Cyclades
(en évoquant Fernando Pessoa)
La clarté frontale du lieu m'impose ta présence
Ton nom émerge comme si
Le négatif que tu fus de toi-même s’était ici révélé
Tu vécus dans l'envers
Incessant voyageur de l'inverse
Dépouillé de toi-même
Veuf de toi-même
À Lisbonne décor de ta vie
Et tu étais le locataire d'une chambre louée, au-dessus d'une laiterie
L‘employé compétent d'une maison commerciale
L’ironique habitué délicat et courtois des café de la Baixa
Le visionnaire discret des cafés donnant sur le Tage
(Où encore sur les marbres des tables
Nous cherchons l'empreinte froide de tes mains
—L’imperceptible doigté de tes mains)
Écartelé par les fureurs du non-vécu
En marge de toi-même des autres et de la vie
Tu tins à jour tous tes cahiers
Avec une précision méticuleuse tu dessinas les cartes
Des multiples navigations de ton absence—
Sophia de Mello Breyner Andresen (1919-2004)La nudité de la vie, page 111
Présentation du livre (éditions Chandeigne)
Sophia de Mello Breyner Andresen est née en 1919 à Porto dans une famille aristocratique, elle a vécu à Lisbonne et y est décédée en 2004. Elle publie en 1944 son premier livre, Poesia, qui impressionne par le rare sentiment d’équilibre qui préside à sa construction. Dès son deuxième livre Dia do mar (1947), se manifeste la profonde attraction qu’exerce sur elle le monde classique, grec en particulier. C’est toujours d’un héroïsme perdu que nous parle cette poésie.

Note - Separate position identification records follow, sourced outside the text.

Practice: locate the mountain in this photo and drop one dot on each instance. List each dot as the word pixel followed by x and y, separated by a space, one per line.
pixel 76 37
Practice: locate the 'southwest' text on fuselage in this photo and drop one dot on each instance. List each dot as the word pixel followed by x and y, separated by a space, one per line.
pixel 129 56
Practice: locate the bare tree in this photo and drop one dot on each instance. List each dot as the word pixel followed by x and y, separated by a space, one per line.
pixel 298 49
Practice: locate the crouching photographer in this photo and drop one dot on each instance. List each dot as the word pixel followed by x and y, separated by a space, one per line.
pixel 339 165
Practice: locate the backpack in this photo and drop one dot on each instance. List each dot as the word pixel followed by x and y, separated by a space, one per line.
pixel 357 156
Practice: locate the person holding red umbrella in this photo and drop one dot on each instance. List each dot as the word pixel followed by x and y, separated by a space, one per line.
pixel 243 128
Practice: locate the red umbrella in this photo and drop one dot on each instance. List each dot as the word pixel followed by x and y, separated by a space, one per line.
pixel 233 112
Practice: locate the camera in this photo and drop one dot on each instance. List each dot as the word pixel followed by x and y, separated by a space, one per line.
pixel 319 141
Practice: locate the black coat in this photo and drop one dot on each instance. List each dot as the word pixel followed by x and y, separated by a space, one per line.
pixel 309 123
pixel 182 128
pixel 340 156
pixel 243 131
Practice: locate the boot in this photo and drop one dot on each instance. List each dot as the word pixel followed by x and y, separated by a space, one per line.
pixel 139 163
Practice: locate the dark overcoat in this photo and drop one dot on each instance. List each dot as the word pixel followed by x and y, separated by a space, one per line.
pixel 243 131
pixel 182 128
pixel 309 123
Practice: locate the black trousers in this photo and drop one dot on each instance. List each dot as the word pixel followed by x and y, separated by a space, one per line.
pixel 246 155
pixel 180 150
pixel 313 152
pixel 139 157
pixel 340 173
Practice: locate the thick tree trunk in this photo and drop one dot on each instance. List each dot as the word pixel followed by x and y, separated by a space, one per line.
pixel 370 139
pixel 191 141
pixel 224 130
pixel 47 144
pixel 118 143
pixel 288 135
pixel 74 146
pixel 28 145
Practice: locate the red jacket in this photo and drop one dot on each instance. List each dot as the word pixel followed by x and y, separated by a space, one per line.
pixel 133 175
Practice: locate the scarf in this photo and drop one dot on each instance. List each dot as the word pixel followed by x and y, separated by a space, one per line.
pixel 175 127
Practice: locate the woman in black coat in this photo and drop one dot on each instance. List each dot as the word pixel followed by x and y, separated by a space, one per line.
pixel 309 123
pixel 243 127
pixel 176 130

Figure morale, profondément humaniste et universellement respectée de la vie culturelle portugaise, l’esthétique est chez elle avant tout une éthique. Elle a su forger un style clair et net, concis, reconnaissable entre tous qui a fait de ses poèmes de beaux objets littéraires habités par un constant et puissant sentiment d’harmonie. Sa poésie est tout aussi bien traversée par les grands mythes de l’Antiquité que par les petits événements de la vie quotidienne, la mer, les amis et parfois la mort des amis, évoqués dans des poèmes brefs où les événements politiques sont souvent présents en discret arrière-plan. Pour reprendre les mots de Vasco Graça Moura, auteur de la postface de ce recueil, Sophia a le souci de l’élémentaire, l’exigence de la limpidité et une revendication de liberté. La poésie de Sophia de Mello Breyner présente une élégance dont on admire la simplicité.